Select Cup teams utilized an alternate Goodyear tire, which was used during the final portion of Tuesday’s open test on the road course, Goodyear said in a statement.

The tire had a “slightly tougher compound” than the original tires used for the open tests and had been the control tire during a tire test held in the spring.

The decision to make the tire available was made following the July 10 test on the road course.

NBC Sports confirmed Joey Logano and Clint Bowyer‘s teams used the tire and Aric Almirola‘s did not.

“Drove about the same to me,” Logano told NBC Sports of the alternate tire. “Mainly, the control tire, whatever you want to call it, the normal tire, has some chunking problems, chunks coming out of both front and rears. Some lasted 15 laps, some lasted three laps. Just kind of random how that was. … I don’t know what’s different. I don’t know the technical part of what’s different, I just know it drove pretty similar and we didn’t have any issues with that tire. Good change.”

Goodyear released the following statement from Mark Keto, its project manager for NASCAR.
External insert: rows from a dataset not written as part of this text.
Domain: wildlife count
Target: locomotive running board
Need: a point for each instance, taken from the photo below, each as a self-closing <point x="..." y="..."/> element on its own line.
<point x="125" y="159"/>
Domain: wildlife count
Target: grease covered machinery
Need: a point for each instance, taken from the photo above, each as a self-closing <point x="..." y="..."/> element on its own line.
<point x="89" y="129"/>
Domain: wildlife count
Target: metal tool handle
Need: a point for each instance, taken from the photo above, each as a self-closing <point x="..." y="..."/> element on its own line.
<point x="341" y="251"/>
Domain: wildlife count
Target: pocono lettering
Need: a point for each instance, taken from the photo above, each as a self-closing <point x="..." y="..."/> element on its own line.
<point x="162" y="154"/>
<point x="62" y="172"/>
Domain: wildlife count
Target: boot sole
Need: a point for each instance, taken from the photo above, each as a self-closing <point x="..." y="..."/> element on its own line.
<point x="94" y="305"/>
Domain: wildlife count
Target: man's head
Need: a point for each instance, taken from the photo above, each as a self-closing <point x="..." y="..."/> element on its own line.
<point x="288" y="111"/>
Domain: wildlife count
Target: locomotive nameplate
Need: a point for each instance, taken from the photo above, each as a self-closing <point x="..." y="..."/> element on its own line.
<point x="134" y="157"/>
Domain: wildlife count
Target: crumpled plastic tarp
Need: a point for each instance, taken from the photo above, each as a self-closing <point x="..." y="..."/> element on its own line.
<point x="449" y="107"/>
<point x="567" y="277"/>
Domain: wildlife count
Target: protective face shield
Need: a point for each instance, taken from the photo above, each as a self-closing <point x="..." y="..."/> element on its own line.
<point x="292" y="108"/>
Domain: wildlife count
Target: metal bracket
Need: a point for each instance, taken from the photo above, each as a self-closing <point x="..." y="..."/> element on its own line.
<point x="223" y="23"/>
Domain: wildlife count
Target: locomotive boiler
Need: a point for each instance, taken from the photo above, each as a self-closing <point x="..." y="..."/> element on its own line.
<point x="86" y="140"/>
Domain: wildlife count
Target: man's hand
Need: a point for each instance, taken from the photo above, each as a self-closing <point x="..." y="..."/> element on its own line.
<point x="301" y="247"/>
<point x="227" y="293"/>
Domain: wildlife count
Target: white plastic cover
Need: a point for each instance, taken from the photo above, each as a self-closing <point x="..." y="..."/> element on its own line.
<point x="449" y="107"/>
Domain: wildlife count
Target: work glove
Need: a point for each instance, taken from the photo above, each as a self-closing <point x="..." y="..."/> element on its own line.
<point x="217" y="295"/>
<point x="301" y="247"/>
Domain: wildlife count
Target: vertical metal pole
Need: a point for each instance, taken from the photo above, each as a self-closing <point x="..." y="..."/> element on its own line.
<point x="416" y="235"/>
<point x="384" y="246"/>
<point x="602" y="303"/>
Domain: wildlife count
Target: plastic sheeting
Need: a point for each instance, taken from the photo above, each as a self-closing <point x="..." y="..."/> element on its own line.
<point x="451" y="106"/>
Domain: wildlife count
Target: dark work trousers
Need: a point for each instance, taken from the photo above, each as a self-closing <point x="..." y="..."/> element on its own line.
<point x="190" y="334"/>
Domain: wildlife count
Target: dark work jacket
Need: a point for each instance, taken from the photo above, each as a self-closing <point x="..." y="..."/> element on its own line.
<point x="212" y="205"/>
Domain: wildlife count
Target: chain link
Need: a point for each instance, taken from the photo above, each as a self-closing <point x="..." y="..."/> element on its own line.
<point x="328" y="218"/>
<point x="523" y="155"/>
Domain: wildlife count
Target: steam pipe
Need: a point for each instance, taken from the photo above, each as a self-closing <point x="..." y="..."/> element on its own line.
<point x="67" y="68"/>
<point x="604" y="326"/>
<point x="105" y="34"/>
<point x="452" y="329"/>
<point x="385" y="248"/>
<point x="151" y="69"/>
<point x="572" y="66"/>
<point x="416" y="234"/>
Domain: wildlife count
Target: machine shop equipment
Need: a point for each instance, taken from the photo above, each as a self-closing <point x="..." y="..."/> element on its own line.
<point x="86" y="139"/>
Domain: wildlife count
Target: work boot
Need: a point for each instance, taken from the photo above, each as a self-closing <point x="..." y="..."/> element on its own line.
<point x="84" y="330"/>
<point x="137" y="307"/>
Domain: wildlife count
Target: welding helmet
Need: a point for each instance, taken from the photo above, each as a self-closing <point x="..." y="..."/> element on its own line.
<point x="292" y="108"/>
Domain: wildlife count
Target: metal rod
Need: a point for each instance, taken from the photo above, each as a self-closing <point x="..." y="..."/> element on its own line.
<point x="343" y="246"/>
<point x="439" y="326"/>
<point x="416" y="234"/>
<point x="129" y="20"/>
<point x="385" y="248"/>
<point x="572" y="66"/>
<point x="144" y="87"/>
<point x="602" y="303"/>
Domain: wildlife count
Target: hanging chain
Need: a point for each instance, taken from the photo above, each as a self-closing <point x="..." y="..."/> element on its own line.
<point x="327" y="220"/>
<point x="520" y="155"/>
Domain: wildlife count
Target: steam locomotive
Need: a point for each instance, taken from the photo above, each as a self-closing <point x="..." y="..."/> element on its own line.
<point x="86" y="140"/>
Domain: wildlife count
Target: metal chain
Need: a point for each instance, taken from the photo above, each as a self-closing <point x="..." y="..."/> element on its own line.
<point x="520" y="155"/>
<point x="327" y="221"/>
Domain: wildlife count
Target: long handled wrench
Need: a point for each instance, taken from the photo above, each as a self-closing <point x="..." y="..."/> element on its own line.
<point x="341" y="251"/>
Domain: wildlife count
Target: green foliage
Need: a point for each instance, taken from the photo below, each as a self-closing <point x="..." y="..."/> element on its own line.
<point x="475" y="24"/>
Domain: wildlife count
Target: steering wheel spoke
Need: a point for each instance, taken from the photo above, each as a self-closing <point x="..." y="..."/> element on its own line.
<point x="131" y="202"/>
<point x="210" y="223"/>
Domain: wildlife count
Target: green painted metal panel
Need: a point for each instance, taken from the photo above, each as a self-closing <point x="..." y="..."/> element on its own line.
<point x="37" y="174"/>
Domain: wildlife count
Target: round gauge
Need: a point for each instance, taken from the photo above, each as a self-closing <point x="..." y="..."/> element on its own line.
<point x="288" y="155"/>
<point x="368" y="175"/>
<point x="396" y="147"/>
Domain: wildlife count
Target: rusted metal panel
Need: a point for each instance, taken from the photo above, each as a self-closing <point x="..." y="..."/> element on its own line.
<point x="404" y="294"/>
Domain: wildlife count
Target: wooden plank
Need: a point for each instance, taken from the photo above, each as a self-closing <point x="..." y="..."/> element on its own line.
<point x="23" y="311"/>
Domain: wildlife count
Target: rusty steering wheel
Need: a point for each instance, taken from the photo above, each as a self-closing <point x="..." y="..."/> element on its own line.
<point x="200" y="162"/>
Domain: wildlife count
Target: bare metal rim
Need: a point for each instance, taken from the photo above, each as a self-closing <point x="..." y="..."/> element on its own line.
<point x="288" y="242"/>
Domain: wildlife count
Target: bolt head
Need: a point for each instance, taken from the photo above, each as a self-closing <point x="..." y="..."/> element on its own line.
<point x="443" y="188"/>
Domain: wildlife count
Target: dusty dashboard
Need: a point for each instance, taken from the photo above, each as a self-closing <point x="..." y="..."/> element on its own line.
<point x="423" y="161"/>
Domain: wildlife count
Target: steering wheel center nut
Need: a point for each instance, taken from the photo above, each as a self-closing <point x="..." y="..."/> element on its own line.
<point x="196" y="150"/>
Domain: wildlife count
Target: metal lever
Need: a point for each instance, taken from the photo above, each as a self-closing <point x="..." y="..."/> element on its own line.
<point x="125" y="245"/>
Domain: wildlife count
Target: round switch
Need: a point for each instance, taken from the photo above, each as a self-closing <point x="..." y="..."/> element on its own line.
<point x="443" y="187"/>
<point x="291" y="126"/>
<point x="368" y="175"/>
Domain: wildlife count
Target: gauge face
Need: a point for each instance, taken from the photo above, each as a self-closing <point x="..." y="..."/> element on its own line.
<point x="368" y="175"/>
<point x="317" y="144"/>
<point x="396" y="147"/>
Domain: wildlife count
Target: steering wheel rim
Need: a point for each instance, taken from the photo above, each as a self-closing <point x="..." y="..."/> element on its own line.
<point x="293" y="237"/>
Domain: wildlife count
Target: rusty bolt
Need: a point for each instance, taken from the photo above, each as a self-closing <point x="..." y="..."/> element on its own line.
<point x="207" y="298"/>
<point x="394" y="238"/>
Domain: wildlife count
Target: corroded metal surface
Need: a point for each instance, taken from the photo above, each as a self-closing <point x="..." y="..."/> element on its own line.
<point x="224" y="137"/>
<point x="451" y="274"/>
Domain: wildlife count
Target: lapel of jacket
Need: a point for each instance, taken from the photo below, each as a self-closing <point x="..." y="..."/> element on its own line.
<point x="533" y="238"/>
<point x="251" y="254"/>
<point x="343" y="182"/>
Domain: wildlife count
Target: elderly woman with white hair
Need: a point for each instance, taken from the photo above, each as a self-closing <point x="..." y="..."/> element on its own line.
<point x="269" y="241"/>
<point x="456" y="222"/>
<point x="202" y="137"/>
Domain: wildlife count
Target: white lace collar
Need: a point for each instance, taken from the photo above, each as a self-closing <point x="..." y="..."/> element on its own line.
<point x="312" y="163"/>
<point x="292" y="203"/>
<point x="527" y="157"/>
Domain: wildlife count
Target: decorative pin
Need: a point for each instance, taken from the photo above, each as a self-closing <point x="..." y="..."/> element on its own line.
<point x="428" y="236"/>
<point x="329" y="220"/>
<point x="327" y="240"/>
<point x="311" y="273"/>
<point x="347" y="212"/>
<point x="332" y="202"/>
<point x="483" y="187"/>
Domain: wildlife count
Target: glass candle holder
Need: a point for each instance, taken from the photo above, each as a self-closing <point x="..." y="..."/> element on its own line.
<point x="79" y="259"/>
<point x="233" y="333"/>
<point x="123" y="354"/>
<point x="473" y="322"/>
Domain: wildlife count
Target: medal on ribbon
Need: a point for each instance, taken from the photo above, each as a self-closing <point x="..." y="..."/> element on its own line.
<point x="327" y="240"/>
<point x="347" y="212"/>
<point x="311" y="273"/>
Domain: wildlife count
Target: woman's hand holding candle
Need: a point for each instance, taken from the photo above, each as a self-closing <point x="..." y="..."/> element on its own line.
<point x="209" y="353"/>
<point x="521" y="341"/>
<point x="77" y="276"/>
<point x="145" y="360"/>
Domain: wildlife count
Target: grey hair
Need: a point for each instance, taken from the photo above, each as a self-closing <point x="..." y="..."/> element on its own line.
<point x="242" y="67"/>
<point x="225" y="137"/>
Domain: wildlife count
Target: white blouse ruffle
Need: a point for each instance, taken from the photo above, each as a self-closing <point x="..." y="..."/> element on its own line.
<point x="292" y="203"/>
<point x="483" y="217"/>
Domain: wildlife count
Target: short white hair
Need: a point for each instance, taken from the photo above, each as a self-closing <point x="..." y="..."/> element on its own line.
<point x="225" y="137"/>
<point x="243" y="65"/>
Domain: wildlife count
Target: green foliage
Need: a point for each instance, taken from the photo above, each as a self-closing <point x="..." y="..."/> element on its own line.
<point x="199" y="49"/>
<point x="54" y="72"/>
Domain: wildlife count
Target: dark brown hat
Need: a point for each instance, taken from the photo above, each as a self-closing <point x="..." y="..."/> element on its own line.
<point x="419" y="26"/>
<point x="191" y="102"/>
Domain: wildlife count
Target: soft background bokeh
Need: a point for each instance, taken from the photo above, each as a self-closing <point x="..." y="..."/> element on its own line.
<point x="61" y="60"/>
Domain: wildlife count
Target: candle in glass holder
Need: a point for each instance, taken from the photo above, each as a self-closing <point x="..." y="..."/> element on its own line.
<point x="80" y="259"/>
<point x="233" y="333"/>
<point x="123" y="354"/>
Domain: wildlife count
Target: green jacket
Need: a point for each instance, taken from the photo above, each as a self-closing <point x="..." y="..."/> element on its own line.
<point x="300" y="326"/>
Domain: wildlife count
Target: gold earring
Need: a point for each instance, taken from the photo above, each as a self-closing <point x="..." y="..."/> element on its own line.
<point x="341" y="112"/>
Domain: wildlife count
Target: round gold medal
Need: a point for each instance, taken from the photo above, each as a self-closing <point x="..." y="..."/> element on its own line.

“Because we saw some of the things we saw during one of NASCAR’s open tests at the Charlotte road course last week, we decided to bring an alternate tire for teams to try at the end of day two, which was the control tire from our spring test here and has a slightly tougher compound than what we brought to our open tests. Bringing the alternate tire gives us an additional data point from which to work. We’ve had some extreme heat and track temperatures that we’ve tested under over these past two sessions, and that could be contributing to this situation, along with the way the cars going over the curbs and rumble strips as they search for the fastest way around this course. As we do after every test or on-track session, we will study all the data we’ve collected and come up with our best race recommendation.”

During his scheduled media availability Tuesday, Logano cited tires when he expressed approval for the removal of rumble strips from Turn 8, which exits on the oval’s Turn 1.

“I think those rumble strips probably weren’t doing any favors to the tire, anyway,” Logano said. “Getting those out is probably good. It probably gives Goodyear a margin to work with, which is a good thing. We’re going to run the same line anyway.”